On Mar 24, 2010, at 12:34 PM, Felipe Contreras wrote:

> Avoid regressions as much as possible is a good policy. No regressions
> ever until the end of times even if most users would be happy with it,
> is not.
> 
>> For reference, I downloaded and tried the msn-pecan / Adium test from Google 
>> Code when it was first announced. I didn't catch any noticeable benefits so 
>> I subsequently switched back to the stock Adium. I was initially impressed 
>> by the enthusiasm, but after researching the history of the fork and what it 
>> does exactly, I can say that I've lost that enthusiasm.
> 
> Good that it works for you... I assume you don't care about the
> countless people that can't even login or get constant disconnections.

Choices are always about trade-offs.  If msn-pecan fixes a number of problems, 
this could be worth it even if it generates new ones.

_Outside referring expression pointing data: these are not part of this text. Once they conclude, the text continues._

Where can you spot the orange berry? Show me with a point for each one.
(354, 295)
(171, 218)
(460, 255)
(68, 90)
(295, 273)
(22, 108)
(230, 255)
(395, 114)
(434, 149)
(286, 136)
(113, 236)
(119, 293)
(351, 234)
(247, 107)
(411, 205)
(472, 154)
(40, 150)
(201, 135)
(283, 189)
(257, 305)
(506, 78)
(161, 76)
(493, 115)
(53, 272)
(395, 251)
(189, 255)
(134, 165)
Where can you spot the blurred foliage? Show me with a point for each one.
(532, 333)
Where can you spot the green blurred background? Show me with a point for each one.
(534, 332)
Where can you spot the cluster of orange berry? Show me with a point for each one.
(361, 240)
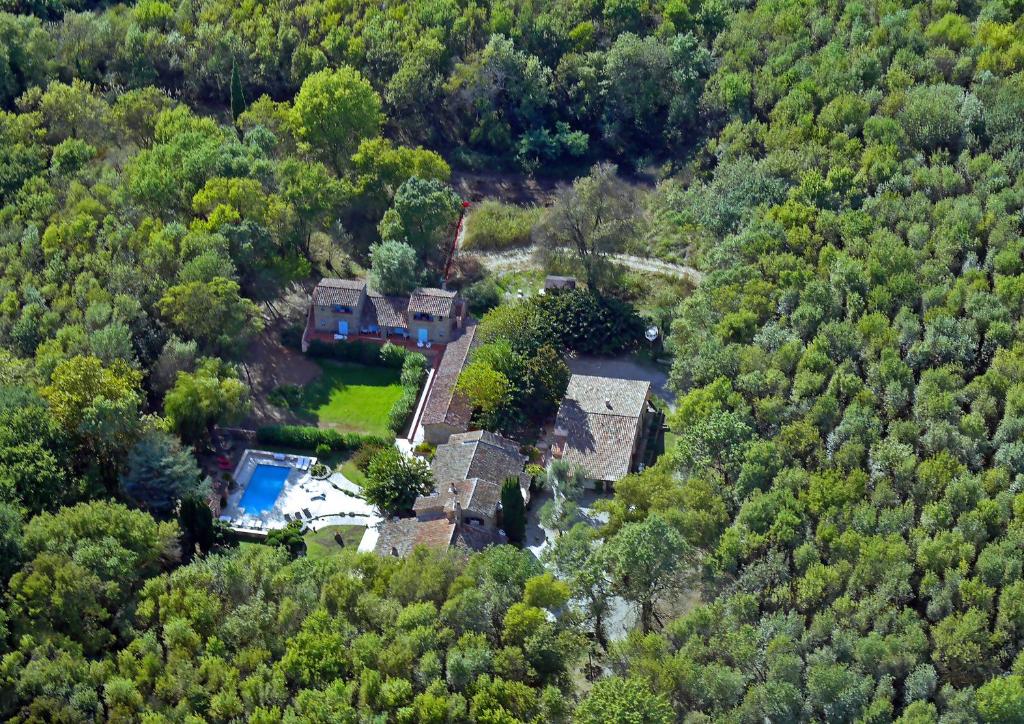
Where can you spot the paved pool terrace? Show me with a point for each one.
(274, 488)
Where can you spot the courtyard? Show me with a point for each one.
(345, 396)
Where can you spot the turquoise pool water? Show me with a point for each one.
(263, 487)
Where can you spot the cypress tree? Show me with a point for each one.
(513, 511)
(238, 97)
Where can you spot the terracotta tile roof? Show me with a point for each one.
(601, 416)
(476, 497)
(601, 445)
(478, 454)
(386, 311)
(431, 301)
(553, 282)
(474, 538)
(399, 537)
(339, 291)
(608, 395)
(443, 403)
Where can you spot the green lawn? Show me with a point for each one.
(321, 544)
(350, 397)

Felipe has said he is most concerned about users, not developers, in terms of 
implementing features.  Felipe, if we took you at your word and moved to 
msn-pecan for Adium 1.5, would you be willing to commit to working on the 
MSN-Yahoo bridge if a significant response requesting it (or rather, noting its 
sudden absence) were made, either during the 1.5 beta period or after its 
release, for the feature, regardless of the theoretical possibility of a 'work 
around' but adding a separate Yahoo account?